Debatte vor dem Bundesverfassungsgericht

Palliativmediziner: Keine Nachteile durch Sterbehilfe-Paragraf

Palliativmediziner sehen durch den 2015 neu geschaffenen Paragrafen 217 keine negativen Auswirkungen für den Behandlungsalltag mit schwer Erkrankten. Das Gesetz schaffe vielmehr einen Rahmen, sagte die Ärztin Gerhild Becker am Dienstagabend vor dem Bundesverfassungsgericht. Der Wunsch Kranker nach Selbsttötung entstammt nach ihrer Kenntnis oft dem Wunsch, die eigene Kontrolle und Autonomie wieder herstellen zu wollen und damit einem längeren Sterbeprozess nicht ausgeliefert zu sein. Die Palliativärztin von der Freiburger Universitätsklinik wurde nach eigenen Angaben noch nie von einem Patienten um Suizidbeihilfe gebeten.

Der Präsident der Deutschen Gesellschaft für Palliativmedizin, Lukas Radbruch, betonte, Sterbewünsche müssten prinzipiell von Ärzten ernst genommen werden. Solche Wünsche gebe es auch trotz guter medizinischer Versorgung.
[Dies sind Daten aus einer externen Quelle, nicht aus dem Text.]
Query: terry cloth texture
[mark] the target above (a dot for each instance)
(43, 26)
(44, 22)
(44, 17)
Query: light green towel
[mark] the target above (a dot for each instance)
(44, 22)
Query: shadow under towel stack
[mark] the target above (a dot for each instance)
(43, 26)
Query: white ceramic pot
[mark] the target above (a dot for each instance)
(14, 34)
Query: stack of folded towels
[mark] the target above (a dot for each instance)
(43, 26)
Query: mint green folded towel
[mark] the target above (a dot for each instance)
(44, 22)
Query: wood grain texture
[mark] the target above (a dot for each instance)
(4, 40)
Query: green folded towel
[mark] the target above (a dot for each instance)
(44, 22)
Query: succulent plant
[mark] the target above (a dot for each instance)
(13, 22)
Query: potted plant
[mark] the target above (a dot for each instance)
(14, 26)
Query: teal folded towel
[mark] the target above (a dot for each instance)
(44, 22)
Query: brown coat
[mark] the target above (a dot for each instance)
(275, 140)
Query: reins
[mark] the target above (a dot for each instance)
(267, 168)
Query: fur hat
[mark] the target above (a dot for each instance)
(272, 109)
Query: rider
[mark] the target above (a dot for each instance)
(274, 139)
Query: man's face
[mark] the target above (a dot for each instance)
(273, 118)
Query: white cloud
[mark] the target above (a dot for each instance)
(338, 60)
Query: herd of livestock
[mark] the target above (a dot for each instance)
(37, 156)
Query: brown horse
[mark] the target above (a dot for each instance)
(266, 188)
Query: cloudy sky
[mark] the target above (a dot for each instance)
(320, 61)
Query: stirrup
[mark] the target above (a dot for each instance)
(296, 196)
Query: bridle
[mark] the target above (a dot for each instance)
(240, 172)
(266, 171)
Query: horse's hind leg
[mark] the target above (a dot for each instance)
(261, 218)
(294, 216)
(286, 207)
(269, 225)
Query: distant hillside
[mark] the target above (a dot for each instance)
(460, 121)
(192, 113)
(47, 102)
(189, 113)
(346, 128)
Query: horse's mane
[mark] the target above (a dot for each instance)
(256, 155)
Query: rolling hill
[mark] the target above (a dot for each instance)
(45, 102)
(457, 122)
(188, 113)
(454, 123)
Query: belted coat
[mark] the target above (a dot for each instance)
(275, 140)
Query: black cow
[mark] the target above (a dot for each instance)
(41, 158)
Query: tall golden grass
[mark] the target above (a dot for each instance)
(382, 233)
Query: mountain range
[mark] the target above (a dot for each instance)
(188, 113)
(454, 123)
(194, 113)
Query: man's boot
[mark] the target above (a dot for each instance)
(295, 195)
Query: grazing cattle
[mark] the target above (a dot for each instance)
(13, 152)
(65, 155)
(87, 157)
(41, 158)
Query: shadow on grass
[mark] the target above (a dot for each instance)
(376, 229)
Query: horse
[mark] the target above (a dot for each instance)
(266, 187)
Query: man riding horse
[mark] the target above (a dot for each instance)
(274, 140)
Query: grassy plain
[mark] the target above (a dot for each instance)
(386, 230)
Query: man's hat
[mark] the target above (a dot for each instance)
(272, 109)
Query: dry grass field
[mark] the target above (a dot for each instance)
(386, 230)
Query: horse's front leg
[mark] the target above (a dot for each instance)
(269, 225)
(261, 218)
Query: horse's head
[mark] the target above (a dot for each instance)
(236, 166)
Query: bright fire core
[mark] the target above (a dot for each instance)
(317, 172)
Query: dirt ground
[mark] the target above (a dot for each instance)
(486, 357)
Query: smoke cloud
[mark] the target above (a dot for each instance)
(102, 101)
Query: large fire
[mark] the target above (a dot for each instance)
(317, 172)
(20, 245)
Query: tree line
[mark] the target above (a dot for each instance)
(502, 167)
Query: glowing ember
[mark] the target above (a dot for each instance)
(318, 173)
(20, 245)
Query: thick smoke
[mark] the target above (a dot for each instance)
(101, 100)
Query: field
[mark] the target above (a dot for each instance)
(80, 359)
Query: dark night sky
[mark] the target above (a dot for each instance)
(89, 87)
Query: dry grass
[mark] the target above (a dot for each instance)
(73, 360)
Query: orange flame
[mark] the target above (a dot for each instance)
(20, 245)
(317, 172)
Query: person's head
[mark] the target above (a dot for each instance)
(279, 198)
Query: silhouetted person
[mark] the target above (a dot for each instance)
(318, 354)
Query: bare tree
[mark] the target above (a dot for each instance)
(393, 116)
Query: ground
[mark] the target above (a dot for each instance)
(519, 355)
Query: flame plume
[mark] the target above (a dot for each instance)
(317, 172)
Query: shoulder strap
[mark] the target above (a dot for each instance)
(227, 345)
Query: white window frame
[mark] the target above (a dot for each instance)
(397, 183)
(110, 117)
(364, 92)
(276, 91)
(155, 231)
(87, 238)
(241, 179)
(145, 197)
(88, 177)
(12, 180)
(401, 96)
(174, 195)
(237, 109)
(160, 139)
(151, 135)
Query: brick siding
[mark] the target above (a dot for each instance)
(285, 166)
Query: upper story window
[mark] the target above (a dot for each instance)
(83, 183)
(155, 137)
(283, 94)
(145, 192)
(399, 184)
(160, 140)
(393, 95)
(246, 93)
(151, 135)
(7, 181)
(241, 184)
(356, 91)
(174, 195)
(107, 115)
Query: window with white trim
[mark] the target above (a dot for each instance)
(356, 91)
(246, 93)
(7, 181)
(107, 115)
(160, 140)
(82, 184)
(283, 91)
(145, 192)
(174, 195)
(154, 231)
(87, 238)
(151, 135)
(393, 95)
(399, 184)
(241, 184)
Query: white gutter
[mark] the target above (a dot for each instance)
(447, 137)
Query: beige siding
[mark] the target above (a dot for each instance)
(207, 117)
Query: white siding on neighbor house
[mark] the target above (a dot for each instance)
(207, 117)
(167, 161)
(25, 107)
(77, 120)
Allerdings gehe es dabei meist nur vor dem Hintergrund um „antizipiertes Leid“, also die vermutete Angst vor künftigen Schmerzen - und nicht wegen des aktuellen Zustandes. Jedem schwer Erkrankten steht nach Radbruchs Worten allerdings die Entscheidung zu, auf Essen und Trinken zu verzichten. Dieses Verhalten wird mit dem Wort Sterbefasten umschrieben. Radbruch sieht ebenso wie Becker „keine Probleme mit dem Paragrafen 217“.

Die mündliche Verhandlung über das Verbot der geschäftsmäßigen Sterbehilfe vor dem Bundesverfassungsgericht wird heute fortgesetzt. Ende 2015 hatte der Bundestag im Paragrafen 217 des Strafgesetzbuches die Förderung der Selbsttötung unter Strafe gestellt. Nahestehende Personen eines Todkranken sind davon ausgenommen.